Inspired by the Human Brain

At a very high level, ANNs are designed to mimic the way biological neurons signal to one another.
  • The Brain: Your brain has billions of cells called neurons, all interconnected in a vast network. They receive signals, process them, and pass them on to other neurons. This collective activity is how you think, learn, and recognize patterns.
  • The ANN: An Artificial Neural Network creates a simplified model of this. It uses interconnected computational units called artificial neurons (or nodes) organized in layers. By working together, these simple units can learn to recognize incredibly complex patterns from data.
It’s important to remember this is just an inspiration, not a direct copy. An ANN is a mathematical model, but the brain analogy is a useful way to understand its core structure.

The Structure of a Neural Network

A neural network is built from a few key components, organized into a specific architecture.
  1. Neurons (Nodes): The most basic unit. Each neuron receives input signals, performs a small calculation, and then passes an output signal to other neurons.
  2. Layers: Neurons are organized into layers.
    • Input Layer: The first layer that receives the raw data (e.g., the pixels of an image).
    • Hidden Layers: The layers in the middle where all the complex computation happens. A network can have one or many hidden layers.
    • Output Layer: The final layer that produces the result (e.g., the label “cat” or “dog”).
  3. Weights & Biases: Each connection between neurons has a weight. This number represents the strength or importance of that connection. The network “learns” by adjusting these weights. A bias is an extra value added to a neuron that helps shift its output, making the model more flexible.
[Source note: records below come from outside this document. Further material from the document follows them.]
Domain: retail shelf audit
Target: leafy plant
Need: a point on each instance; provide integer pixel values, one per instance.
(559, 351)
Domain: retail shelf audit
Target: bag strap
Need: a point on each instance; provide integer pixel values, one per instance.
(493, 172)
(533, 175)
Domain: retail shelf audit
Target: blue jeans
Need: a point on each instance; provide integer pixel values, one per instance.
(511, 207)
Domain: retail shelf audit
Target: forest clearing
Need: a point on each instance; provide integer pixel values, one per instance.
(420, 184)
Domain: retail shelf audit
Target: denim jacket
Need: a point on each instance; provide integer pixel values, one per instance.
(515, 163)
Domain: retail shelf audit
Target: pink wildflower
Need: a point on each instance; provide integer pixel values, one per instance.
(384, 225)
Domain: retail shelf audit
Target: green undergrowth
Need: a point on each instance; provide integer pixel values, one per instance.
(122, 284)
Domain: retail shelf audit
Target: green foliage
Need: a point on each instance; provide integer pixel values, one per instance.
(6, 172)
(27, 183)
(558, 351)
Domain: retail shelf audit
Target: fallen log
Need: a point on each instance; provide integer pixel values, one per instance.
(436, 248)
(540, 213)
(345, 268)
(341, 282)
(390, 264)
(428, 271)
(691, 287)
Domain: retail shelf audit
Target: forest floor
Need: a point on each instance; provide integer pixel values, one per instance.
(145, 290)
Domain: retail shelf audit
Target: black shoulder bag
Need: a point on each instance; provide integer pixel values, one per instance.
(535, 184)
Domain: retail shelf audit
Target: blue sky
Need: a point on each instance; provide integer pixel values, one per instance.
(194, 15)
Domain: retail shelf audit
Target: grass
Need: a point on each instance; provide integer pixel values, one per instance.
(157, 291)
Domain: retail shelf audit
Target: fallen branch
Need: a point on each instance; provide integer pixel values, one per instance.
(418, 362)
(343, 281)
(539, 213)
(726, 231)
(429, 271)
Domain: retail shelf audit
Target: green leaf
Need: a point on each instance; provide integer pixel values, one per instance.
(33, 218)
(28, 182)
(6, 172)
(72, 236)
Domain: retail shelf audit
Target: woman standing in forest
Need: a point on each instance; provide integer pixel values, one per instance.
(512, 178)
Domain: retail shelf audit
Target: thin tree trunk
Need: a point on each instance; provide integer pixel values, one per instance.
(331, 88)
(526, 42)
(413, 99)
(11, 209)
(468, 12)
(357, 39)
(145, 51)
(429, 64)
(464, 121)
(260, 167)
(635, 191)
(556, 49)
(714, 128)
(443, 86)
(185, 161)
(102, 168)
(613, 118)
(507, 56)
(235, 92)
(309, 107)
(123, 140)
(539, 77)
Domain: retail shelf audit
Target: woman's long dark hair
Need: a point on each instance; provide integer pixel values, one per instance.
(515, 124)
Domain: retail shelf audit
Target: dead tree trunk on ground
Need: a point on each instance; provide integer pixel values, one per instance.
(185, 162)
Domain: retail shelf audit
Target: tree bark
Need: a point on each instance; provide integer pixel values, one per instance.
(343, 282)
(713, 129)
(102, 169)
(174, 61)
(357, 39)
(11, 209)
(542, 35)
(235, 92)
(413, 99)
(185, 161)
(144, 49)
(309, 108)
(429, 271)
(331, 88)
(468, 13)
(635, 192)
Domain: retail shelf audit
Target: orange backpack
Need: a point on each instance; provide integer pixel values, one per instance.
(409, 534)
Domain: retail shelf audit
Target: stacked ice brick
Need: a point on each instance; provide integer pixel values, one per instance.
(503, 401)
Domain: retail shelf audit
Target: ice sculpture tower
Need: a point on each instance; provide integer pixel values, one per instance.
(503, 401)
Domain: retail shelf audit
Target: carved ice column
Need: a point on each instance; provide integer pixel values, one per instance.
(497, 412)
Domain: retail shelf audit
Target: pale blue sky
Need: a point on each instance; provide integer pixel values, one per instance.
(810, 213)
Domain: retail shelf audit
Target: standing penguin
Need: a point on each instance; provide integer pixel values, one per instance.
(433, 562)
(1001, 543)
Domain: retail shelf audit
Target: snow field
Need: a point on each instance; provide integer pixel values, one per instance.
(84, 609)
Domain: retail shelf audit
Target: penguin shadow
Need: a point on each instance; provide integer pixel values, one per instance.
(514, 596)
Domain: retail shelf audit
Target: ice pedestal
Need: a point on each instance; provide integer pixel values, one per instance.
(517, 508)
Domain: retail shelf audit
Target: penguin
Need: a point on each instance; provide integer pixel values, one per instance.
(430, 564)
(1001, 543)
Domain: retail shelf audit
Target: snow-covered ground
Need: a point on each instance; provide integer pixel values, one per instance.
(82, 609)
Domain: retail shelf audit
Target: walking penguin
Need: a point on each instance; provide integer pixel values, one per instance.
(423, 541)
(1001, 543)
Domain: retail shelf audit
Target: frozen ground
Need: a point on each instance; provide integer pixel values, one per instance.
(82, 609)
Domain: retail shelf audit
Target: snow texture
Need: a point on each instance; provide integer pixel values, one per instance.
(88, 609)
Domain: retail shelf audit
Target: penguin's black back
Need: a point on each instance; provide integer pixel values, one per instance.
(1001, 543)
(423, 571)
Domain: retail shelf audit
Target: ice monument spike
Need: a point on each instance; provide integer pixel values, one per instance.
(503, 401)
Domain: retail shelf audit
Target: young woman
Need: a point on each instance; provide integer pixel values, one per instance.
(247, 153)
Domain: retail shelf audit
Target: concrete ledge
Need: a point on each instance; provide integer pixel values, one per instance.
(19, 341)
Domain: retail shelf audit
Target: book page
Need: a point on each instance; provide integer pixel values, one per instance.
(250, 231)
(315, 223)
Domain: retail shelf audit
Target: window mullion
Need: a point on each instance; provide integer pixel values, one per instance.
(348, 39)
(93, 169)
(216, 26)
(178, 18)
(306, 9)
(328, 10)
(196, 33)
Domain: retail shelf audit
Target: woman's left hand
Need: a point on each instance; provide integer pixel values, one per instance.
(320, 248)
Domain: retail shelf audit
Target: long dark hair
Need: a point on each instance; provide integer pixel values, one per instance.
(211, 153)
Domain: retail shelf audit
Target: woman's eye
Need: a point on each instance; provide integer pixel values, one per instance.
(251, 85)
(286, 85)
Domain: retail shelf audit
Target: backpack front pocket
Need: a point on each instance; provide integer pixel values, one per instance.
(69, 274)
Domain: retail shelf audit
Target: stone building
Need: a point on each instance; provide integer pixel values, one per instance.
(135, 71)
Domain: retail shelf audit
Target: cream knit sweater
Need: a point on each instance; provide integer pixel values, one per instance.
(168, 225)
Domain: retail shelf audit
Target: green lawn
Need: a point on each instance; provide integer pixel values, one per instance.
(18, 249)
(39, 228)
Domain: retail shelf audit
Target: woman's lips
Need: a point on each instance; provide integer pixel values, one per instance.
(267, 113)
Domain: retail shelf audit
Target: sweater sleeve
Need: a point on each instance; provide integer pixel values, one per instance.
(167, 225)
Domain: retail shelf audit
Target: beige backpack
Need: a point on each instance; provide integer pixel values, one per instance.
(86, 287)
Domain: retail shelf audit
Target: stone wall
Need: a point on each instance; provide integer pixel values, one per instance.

How They “Learn”: An Introduction to Training

When a neural network is first created, all its weights and biases are set to random values. It knows nothing. The process of teaching it is called training. The core idea is simple:
  1. Show the network an example from the data (e.g., a picture of a cat).
  2. Let it make a guess (e.g., it might guess “dog”).
  3. Measure how wrong its guess was (this is called the loss or error).
  4. Slightly adjust all the weights and biases in the network to make it a little less wrong next time.
This adjustment process is done using two key mathematical techniques:
  • Gradient Descent: An algorithm that finds the best way to adjust the weights to minimize the error.
  • Backpropagation: The method used to efficiently calculate the error contribution of each individual weight, even in very deep networks.
We will explore these concepts in much more detail in the upcoming modules. For now, the key takeaway is that a neural network learns by repeatedly guessing, checking its error, and making small corrections.